The government’s plan to give early release to hundreds of convicts is generating predictable discussion in the legislature.
Antonio Álvarez Desanti of the opposition Partido Liberación Nacional said that the release would expose society to new crimes. He said 1,000 convicts would be released. That number may be low.
Marco Feoli, a vice minister at the Ministerio de Justicia y Paz, said that the prison population was reduced 5 percent in recent weeks by transferring inmates to what are called semi-institutional locations, mainly halfway houses.
The ministry runs the prisons.
The problem is that prisons are overcrowded and various courts have ordered changes to reduce the populations.
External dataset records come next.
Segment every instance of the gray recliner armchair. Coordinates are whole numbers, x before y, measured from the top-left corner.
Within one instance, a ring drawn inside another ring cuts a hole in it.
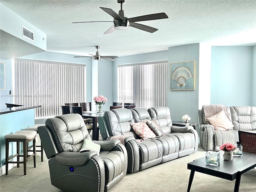
[[[234,126],[232,129],[226,130],[216,130],[206,121],[203,110],[198,110],[200,144],[205,150],[219,151],[220,146],[224,143],[236,144],[239,141],[238,130],[256,133],[256,107],[226,106],[226,109],[230,121]]]
[[[52,184],[67,192],[106,192],[126,174],[127,153],[120,141],[93,141],[100,145],[80,152],[84,139],[92,139],[78,114],[47,119],[38,130],[48,161]]]

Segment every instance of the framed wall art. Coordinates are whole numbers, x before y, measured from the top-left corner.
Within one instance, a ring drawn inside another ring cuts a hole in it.
[[[171,90],[194,90],[196,62],[171,63]]]
[[[5,89],[5,64],[0,63],[0,89]]]

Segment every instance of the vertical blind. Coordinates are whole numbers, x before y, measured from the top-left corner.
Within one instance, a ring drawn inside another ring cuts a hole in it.
[[[35,118],[61,114],[65,103],[86,101],[86,67],[82,65],[14,60],[14,103],[41,105]]]
[[[118,102],[146,108],[167,106],[167,62],[120,66],[117,71]]]

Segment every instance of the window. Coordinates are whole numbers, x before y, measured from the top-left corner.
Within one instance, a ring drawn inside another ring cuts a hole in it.
[[[13,69],[14,103],[41,105],[35,118],[59,115],[65,103],[86,101],[85,65],[16,59]]]
[[[148,108],[167,105],[167,61],[118,67],[119,102]]]

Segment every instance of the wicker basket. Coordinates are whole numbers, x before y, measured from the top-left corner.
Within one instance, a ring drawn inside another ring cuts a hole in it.
[[[256,153],[256,133],[238,130],[238,135],[243,151]]]

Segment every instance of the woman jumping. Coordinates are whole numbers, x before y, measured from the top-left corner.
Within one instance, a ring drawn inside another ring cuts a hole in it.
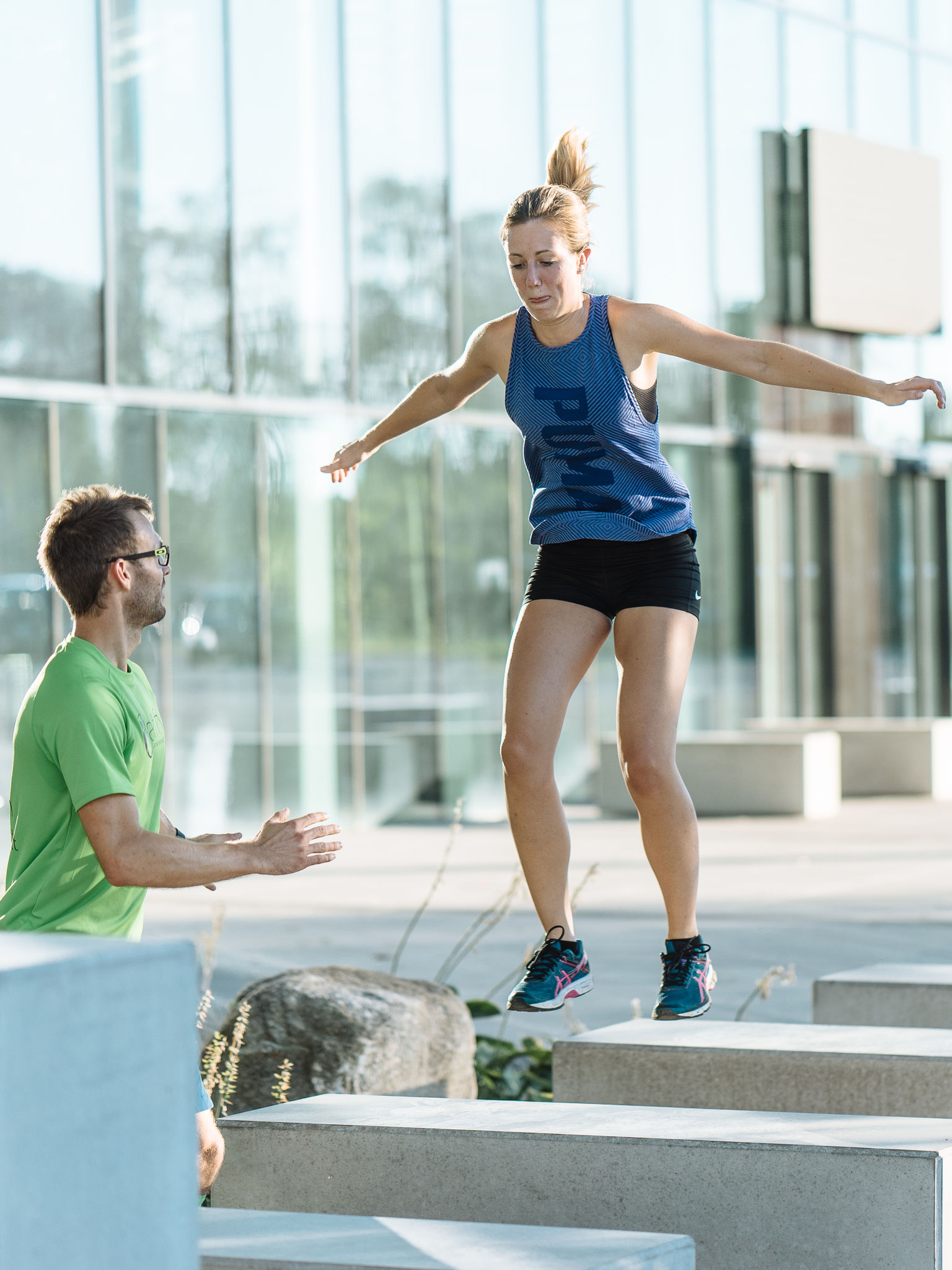
[[[886,405],[930,391],[944,406],[946,395],[937,380],[883,384],[659,305],[586,295],[594,188],[585,142],[566,132],[548,156],[547,183],[519,194],[500,230],[520,307],[480,326],[457,362],[321,471],[343,480],[385,442],[500,377],[524,437],[531,541],[539,546],[505,672],[503,768],[509,824],[546,931],[509,1010],[559,1010],[592,988],[569,907],[569,827],[553,758],[569,698],[614,626],[618,756],[668,913],[652,1017],[691,1019],[710,1007],[716,982],[696,917],[697,818],[674,762],[701,574],[691,497],[659,447],[658,356]]]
The vice minister said that 65 women and 476 men had been transferred to these facilities from prisons all over the country. The individuals who were let out were those who would have completed their prison terms by 2020 anyway and had not been convicted of violent or drug crimes, he said.
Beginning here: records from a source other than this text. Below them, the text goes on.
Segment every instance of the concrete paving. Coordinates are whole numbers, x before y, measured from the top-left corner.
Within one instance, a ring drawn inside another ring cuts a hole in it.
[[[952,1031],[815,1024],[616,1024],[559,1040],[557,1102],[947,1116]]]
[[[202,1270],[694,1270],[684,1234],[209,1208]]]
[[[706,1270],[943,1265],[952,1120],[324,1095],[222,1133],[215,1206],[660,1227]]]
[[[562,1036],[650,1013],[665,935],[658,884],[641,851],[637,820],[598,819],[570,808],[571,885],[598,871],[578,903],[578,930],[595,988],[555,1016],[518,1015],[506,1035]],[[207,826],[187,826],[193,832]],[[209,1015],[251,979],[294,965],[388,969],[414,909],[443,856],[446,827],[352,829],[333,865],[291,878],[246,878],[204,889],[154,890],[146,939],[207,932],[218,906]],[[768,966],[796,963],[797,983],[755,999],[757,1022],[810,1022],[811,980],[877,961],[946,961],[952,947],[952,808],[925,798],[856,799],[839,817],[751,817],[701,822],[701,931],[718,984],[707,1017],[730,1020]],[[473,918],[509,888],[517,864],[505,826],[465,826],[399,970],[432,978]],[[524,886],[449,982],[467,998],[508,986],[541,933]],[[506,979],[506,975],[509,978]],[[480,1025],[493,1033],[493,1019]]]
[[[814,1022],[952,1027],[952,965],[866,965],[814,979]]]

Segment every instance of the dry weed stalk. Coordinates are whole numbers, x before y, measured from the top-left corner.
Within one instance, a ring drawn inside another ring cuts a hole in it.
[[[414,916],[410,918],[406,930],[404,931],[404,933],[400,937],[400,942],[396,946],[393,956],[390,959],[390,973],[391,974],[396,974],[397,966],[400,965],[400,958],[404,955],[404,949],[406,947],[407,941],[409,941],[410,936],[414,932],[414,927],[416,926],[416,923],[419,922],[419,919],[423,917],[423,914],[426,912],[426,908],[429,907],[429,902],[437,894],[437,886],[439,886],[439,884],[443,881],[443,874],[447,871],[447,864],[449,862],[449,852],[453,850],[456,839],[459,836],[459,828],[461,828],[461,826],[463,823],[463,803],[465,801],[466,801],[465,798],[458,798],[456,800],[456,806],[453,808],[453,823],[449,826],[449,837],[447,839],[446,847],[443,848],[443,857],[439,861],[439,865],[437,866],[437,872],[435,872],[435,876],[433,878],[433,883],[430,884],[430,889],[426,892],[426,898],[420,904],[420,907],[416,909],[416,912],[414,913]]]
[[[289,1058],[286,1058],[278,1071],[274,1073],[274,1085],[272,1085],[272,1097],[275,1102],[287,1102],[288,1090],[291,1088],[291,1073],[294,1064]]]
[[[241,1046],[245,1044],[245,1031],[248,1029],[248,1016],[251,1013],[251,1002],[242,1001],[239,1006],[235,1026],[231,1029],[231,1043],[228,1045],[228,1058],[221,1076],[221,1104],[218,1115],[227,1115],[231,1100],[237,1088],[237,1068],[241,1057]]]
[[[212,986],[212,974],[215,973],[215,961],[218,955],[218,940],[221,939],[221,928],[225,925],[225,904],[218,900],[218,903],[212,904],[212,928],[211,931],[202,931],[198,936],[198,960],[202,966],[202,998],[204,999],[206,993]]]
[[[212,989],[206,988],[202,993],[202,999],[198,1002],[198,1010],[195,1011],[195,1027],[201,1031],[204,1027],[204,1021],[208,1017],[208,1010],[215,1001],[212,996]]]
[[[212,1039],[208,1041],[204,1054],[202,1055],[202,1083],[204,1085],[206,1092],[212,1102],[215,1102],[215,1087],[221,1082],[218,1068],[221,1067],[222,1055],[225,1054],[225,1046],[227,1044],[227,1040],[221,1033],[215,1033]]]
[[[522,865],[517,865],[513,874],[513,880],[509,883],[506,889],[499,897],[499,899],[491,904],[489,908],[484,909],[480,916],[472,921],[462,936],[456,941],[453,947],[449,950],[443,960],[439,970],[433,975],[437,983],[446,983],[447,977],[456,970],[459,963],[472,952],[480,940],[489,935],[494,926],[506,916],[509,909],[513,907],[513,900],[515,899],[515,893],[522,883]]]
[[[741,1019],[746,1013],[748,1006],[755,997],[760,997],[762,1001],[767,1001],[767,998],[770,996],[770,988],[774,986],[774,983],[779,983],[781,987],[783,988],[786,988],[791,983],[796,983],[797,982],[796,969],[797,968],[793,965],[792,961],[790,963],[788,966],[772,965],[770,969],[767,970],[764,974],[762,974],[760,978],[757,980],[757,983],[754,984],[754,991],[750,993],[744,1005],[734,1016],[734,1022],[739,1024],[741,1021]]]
In some cases the semi-institutional facilities only require prisoners to stay there one night a week.
As of Sept. 15, there were 13,889 persons in prisons where the capacity totals just 9,130, said Feoli.
This year 2,393 men and 194 women have been authorized to be transferred to these semi-institutional settings from Jan. 1 through Oct. 23. That is a monthly average of 259 persons, Feoli noted.
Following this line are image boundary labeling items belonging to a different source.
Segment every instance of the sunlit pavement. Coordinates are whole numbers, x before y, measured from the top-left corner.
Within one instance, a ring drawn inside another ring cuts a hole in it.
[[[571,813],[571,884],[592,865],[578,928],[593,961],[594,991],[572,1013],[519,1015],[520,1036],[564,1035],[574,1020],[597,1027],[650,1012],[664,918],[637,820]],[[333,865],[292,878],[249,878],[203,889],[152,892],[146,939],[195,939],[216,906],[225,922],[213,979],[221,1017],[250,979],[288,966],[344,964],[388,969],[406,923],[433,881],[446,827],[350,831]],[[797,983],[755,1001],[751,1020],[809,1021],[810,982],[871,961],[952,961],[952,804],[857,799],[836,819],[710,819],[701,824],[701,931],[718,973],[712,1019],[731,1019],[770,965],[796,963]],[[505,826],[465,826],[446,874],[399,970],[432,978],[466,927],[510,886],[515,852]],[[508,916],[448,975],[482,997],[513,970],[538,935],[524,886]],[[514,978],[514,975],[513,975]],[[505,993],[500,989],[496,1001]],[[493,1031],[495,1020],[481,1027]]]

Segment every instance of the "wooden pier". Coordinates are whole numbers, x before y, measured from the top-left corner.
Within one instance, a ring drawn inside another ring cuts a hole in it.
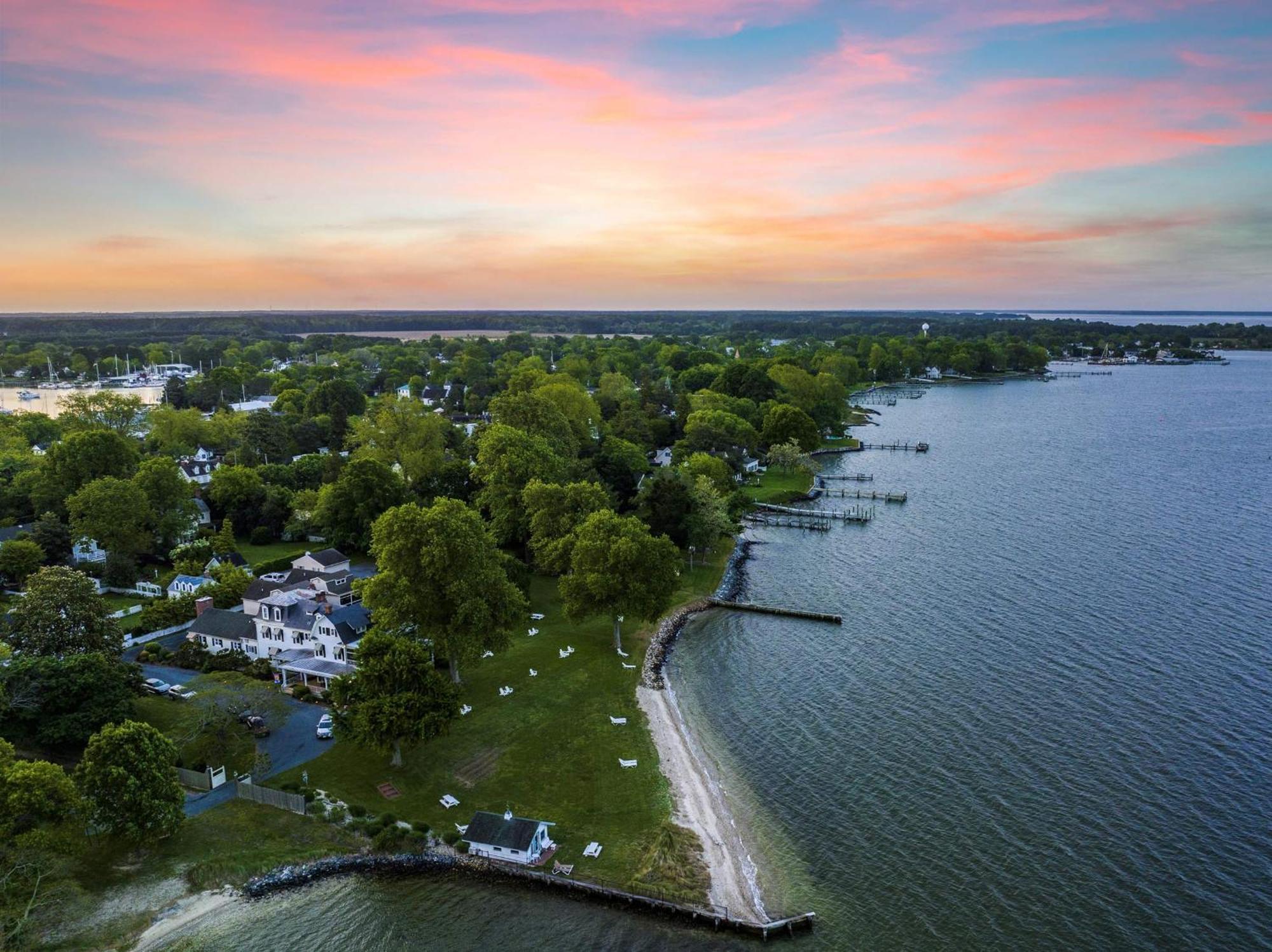
[[[866,509],[864,505],[855,505],[851,509],[796,509],[790,505],[756,503],[756,508],[784,515],[820,515],[827,519],[841,519],[842,522],[870,522],[874,518],[874,512]]]
[[[761,615],[782,615],[787,619],[808,619],[809,621],[828,621],[832,625],[842,625],[842,615],[831,615],[820,611],[803,611],[800,608],[778,608],[772,605],[756,605],[754,602],[726,602],[721,598],[709,598],[716,608],[734,608],[736,611],[753,611]]]
[[[817,486],[814,493],[842,499],[875,499],[883,503],[904,503],[908,493],[885,493],[878,489],[847,489],[845,486]]]
[[[747,522],[756,526],[767,526],[789,529],[812,529],[813,532],[829,532],[831,521],[824,515],[791,515],[787,513],[752,513]]]
[[[926,453],[926,443],[911,443],[906,440],[904,443],[862,443],[861,449],[899,449],[907,453]]]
Between January and September 5,539 persons have entered the prison system, including 4,456 for preventative detention, he said.
The vice minister said that plans call for constructing more than 2,200 new spaces for prisoners next year.
Expats who have been jailed are unanimous that prison conditions are terrible. In some facilities, inmates have shifts to use the available beds. Crime is rampant.
Costa Rica has had prison problems for a long time. In 2002 the government tried to enlist the U.S. firm of Management & Training Corp. of Centerville, Utah, to build a maximum security facility in Pococi.
The 1,200-bed prison would have cost $72 million and had a $750,000 monthly maintenance cost.
Then-president Able Pacheco fired José Miguel Villalobos, justice minister at the time, because he opposed the plan. A short time later the Sala IV constitutional court ordered more government involvement in the management of the facility. By 2006 Costa Rican officials had lost interest and said the need for a maximum security facility had declined.